It's Election Season: Watch, Listen, Learn and Vote
Presidential primary races and caucuses are in full swing, as this shortest month of the year grinds to its leap-year extra day halt.
And the shouts are definitely louder than are the murmurs.
If there is one thing that these early votes are revealing, it is that Americans do not yet know if they want a shouter or a murmurer to lead their country, if they want a representative of The Establishment or an outlier, a Rich Guy or a faithful conservative, an old guy or a young buck, a man or a woman.
But this voter-hunting season, like every season in our community-is-the-college lives, can and should spawn at least a bit of academic thought, including, of course, remarks upon rhetoric and argumentation, efforts to persuade, and the need to be “liked,” but also reflections upon what linguists call the “paralinguistic” and “kinesic,” the two-thirds of any linguistic message that is not just its simple words but is instead the way those words are said and the way the body behaves as it says them.
In an article written for the Feb. 20 issue of The Atlantic, Michelle Cottle acknowledges that “It makes sense to score...style points,” holding that “stylistic judgmentalism speaks directly to a vital aspect” of any job, and particularly to that of the American presidency.
Many—if not most—community college students are attending classes so as to improve themselves and their lot, hoping to learn something useful that will help them to land a (better) job, to improve their earning potential, to broaden their horizons. As a study reported in the French newspaper Le Monde has revealed, although scores in basic literacy, use of language and numbers, and awareness of simple arithmetic facts may be descending at a rapid rate nearly everywhere in the world, young people’s interest in and attention to the extra-linguistic seem to be on the rise, in an almost parallel fashion.
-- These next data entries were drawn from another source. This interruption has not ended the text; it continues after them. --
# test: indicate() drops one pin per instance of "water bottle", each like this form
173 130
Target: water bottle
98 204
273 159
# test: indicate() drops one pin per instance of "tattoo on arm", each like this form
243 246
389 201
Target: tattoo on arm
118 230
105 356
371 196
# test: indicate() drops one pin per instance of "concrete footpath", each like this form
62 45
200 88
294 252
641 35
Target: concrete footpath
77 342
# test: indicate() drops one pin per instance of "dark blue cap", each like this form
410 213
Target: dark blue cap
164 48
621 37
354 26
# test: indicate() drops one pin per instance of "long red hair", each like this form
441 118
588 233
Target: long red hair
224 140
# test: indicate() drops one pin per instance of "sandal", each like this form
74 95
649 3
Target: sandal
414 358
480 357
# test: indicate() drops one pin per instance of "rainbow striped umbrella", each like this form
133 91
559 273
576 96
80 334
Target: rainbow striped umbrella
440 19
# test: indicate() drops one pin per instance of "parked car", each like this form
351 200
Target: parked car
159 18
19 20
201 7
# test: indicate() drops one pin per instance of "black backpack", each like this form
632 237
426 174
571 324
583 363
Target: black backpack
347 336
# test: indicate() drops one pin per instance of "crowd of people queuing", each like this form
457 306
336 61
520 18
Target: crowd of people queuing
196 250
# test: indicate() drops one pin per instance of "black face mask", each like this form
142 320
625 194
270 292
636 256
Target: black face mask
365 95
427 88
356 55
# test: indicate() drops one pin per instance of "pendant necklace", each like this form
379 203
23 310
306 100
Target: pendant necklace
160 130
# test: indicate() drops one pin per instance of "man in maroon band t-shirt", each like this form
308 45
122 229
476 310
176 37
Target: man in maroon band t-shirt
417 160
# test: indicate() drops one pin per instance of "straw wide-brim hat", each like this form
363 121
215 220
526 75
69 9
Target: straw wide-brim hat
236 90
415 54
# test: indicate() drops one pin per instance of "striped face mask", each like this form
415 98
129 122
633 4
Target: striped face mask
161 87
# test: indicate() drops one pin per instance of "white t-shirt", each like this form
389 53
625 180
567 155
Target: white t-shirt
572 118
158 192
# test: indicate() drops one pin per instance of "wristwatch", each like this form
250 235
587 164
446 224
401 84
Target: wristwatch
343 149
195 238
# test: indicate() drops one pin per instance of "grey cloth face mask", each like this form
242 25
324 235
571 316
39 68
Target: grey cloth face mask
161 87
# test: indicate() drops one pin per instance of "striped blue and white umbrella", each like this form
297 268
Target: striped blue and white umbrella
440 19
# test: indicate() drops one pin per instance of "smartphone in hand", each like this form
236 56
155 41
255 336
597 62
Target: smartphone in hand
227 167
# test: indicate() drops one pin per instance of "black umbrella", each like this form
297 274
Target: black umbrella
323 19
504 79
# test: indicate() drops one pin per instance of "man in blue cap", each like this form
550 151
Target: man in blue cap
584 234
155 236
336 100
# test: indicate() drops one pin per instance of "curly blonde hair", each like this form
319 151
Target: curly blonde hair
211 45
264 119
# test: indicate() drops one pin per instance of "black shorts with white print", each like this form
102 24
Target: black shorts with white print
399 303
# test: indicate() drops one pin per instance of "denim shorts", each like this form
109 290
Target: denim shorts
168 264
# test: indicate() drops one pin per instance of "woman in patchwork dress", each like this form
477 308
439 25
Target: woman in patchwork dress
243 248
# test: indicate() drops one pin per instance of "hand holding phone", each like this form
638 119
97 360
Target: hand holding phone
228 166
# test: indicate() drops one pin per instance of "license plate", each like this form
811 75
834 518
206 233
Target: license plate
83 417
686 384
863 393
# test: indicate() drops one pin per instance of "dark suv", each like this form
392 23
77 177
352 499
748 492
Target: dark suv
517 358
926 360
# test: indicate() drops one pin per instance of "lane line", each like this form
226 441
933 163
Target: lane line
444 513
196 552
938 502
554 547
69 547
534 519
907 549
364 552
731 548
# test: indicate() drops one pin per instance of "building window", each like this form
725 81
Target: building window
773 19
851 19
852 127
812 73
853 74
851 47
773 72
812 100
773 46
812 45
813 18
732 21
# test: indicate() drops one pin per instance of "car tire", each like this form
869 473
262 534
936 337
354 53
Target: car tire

And so, as Cottle writes, although “people can lament how this should not be so, it is so.” It is the case that “clothes make the man,” that “POTUS (President of the United States) wannabes are graded on style as much as substance.” Although “the content of a message matters,” as Cottle admits, so does “the appeal of the messenger.”
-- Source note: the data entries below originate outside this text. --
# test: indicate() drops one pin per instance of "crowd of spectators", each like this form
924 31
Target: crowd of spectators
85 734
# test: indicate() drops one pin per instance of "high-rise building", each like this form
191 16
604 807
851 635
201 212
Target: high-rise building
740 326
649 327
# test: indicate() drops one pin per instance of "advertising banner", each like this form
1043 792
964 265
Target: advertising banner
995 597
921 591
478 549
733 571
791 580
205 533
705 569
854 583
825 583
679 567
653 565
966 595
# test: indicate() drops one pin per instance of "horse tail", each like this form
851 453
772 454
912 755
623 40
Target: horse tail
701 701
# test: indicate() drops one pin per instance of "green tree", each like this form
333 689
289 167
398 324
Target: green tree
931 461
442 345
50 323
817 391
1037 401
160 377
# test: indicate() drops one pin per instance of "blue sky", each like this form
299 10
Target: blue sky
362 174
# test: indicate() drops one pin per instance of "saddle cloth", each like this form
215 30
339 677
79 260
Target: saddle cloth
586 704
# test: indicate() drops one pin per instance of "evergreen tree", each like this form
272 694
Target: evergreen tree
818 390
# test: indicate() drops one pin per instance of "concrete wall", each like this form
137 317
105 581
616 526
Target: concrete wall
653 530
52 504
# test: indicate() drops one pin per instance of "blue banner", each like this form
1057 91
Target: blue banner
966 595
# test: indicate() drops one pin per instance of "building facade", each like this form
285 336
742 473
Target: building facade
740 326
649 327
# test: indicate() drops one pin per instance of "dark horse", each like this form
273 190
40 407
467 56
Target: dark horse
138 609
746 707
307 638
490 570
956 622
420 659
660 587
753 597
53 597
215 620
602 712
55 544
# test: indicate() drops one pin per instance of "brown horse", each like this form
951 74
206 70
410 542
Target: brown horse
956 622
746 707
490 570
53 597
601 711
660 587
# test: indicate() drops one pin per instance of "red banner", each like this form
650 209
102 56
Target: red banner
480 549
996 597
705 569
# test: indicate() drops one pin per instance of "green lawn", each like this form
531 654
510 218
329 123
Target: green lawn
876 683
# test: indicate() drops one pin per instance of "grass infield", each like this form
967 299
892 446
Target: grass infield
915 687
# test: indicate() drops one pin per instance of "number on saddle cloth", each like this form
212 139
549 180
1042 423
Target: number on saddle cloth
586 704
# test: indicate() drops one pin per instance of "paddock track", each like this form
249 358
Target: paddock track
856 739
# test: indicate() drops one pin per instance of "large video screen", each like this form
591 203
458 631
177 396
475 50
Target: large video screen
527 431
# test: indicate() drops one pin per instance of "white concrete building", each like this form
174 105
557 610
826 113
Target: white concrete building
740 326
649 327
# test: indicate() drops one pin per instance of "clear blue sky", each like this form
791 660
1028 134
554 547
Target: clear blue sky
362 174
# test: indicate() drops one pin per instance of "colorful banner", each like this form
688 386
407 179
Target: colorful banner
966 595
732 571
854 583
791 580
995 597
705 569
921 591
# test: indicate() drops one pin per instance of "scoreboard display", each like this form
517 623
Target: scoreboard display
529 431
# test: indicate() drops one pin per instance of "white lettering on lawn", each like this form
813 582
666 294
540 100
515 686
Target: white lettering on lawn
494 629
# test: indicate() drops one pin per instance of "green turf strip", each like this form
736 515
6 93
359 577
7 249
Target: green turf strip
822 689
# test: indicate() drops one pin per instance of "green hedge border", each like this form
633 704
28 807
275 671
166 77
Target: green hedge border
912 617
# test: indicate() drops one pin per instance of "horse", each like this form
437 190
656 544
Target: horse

We must educate our students in substance and in style, we must make them aware of their own stylistics, and we must show them, not just tell them, how a message can be altered by its delivery, its tonal aural context, its gestural accompaniments. Mock interviews are good, presentations before others are nice, and arguments out loud that use varied rhetorical devices will serve both in the classroom and out.
And notably, since this is an election year, we would do well to do as Cottle suggests, “weighing the candidates' various idiosyncrasies...all of the candidates...keep(ing) a very close, critical eye on all the ‘performer’ candidates...embrac(ing) our inner Simon Cowell.” Although the meaning of a message may be massaged as it is delivered, it will remain a signifiant nonetheless. When a candidate uses only three-word utterances, when he shouts “terrific” and “great” more than a dozen times in fewer than 30 seconds, when he uses rhetoric to divert or diverge rather than to divulge, we as educators must be sure that our students take note.
We can use candidates” stances as literary grist against illiteracy, we can deploy data as a solution to innumeracy, and we can use what specialists in zoosemiotics, or animal communication, call the “envelope” of unspoken meaning to shed prisms of alternative light on the cultural, extra-linguistic, sometimes-subtle and sometimes less so significance of statements that may or may not be facts but that must be scrutinized by the engaged and responsible world citizens of our college community.
Watch, listen, learn, and then vote.